Sin torpezas: Un cuento de Manuel Pozo (Concepción, Chile)

 

 

 

 

Sin torpezas

 

Manuel Pozo

 

 

“…mientras me lo tragaba, repetí en silencio su nombre,

varias veces, para no olvidármelo nunca”.

De Un hombre sin suerte

Samanta Schweblin

 

 

—Guirnaldas. Acuérdate, niñito. Guirnaldas. Anótalo para que no se te olvide.

Guir…nal…das escribí en un pequeño papel dándole espacio a las tres sílabas para que mi cabeza respirara cuando la tuviera que decir. Le sumé un punto final y la subrayé para darle un toque de choreza. Doblé la hoja y la coloqué en uno de los bolsillos traseros del jeans.

Mi madre me lo había dicho por tercera vez. Ella no quería que se repitiera el mismo episodio cuando no anoté el número de hallullas que debía comprar y me fui de coscacho por haber llegado a la casa con la mitad de los panes. Mi padre esas cosas no las perdonaba.

—Tienes que llegar antes de las doce para que comience a preparar el cumpleaños —terminó de darme la instrucción.

En ese tiempo, los cumpleaños siempre se celebraban los sábados, en la casa y con toda la parentela, más los amigos y vecinos que se sumaban sin invitación formal. Y ese día el pendejo de mi hermano estaba de celebración. Un año más que me mandaban a buscar la decoración para el festejo.

A él le hacían fiestas opulentas, con dos tortas, hot dogs, papas fritas y hasta bebidas de dos sabores. El jugo Yupi no era ni alternativa, no como en los míos que lo único que había era una torta de piña y unas porquerías rancias similares a los nachos que nunca supe su nombre ni de qué estaban hechas. Mi mamá le ponía color picando unas vienesas que las untábamos en una salsa hecha de mayonesa casera y crema de tomates, la misma que en la semana la calentaban y la servía de sopa.
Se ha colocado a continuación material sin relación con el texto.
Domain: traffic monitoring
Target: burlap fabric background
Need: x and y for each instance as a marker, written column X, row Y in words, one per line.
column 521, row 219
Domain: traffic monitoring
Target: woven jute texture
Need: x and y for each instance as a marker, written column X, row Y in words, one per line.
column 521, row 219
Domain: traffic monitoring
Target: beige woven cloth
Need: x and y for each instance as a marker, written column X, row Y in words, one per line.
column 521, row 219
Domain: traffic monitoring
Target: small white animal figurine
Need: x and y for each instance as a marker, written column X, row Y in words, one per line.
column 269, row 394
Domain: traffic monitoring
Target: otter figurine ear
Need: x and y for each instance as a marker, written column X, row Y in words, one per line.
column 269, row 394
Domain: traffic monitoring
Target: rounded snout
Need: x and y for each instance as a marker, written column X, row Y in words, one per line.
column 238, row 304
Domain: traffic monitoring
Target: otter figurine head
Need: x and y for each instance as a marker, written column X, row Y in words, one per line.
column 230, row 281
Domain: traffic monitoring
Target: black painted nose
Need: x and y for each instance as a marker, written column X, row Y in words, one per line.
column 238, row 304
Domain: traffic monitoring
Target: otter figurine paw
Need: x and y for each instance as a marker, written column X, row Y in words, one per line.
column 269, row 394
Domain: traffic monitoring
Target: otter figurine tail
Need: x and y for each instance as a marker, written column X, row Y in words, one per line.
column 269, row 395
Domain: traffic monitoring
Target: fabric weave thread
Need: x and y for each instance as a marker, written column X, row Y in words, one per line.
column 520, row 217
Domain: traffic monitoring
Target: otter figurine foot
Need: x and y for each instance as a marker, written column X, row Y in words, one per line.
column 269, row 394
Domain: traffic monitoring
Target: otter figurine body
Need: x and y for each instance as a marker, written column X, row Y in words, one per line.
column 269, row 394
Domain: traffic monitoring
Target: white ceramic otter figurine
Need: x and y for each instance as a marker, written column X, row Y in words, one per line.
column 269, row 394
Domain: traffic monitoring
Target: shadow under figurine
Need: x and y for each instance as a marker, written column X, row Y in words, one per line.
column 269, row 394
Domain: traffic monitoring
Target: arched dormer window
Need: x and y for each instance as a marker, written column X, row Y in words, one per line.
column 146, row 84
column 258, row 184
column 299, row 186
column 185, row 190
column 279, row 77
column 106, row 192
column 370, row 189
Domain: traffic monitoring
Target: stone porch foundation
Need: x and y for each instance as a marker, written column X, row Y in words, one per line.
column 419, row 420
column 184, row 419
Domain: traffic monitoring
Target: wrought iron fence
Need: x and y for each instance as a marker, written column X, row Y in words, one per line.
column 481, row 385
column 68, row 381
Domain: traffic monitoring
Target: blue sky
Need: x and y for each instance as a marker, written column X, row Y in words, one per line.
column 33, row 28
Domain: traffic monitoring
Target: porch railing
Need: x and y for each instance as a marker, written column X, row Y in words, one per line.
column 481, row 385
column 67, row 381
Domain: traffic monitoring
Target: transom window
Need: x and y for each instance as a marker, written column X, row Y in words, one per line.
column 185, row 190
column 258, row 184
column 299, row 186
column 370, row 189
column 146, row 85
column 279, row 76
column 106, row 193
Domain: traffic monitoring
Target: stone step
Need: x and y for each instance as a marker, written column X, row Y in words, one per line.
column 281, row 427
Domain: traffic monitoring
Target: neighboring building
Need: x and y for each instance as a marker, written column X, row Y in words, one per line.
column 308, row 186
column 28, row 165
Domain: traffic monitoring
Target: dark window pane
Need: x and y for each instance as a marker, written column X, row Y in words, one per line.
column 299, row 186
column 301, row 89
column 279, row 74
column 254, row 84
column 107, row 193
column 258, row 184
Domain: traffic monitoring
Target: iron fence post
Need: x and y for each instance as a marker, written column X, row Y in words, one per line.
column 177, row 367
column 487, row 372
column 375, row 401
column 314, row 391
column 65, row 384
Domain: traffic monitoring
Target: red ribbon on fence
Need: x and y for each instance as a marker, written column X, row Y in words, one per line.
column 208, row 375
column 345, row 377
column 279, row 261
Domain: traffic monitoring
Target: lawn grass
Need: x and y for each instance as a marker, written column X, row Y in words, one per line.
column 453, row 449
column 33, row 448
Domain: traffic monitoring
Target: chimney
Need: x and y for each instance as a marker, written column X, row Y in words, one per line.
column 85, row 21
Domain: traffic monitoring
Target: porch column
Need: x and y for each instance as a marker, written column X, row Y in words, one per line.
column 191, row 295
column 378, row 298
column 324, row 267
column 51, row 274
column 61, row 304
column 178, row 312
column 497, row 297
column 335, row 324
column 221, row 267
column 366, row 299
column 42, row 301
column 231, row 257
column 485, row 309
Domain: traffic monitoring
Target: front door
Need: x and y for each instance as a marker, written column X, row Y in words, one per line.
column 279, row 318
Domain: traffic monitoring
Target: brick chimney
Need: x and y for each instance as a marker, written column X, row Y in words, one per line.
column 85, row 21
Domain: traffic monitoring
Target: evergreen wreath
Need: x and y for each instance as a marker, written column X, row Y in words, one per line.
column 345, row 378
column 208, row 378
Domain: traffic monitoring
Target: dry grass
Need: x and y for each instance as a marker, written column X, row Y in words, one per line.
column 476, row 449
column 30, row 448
Así, el niño de los mandados era parte del engranaje de una organización que sumaba semanas de preparativos. Todo era por el retoño que hablaba sin torpezas. No quiero creer a estas altura de mi vida que siempre el mayor paga los platos rotos. Los platos rotos nos los quebré. Incluso yo soy un plato roto.

Ese día lo primero que tenía que hacer era caminar las diez cuadras de ida y diez de vuelta —en línea recta— a la tienda de doña Gregoria, que en la práctica era un ejercicio diario que realizaba porque la escuela era colindante. Mamá le había encargado a ella las guirnaldas. Lo primero era una tarea fácil, lo complejo era sumar los sonidos de la palabra guirnalda y emitirlos de manera clara para que esta señora los entendiera. Si lo decía rápido venía a mi encuentro —sin que lo llamara— un disco rayado crónico (es una forma metafórica de definirlo) que me atormentaba.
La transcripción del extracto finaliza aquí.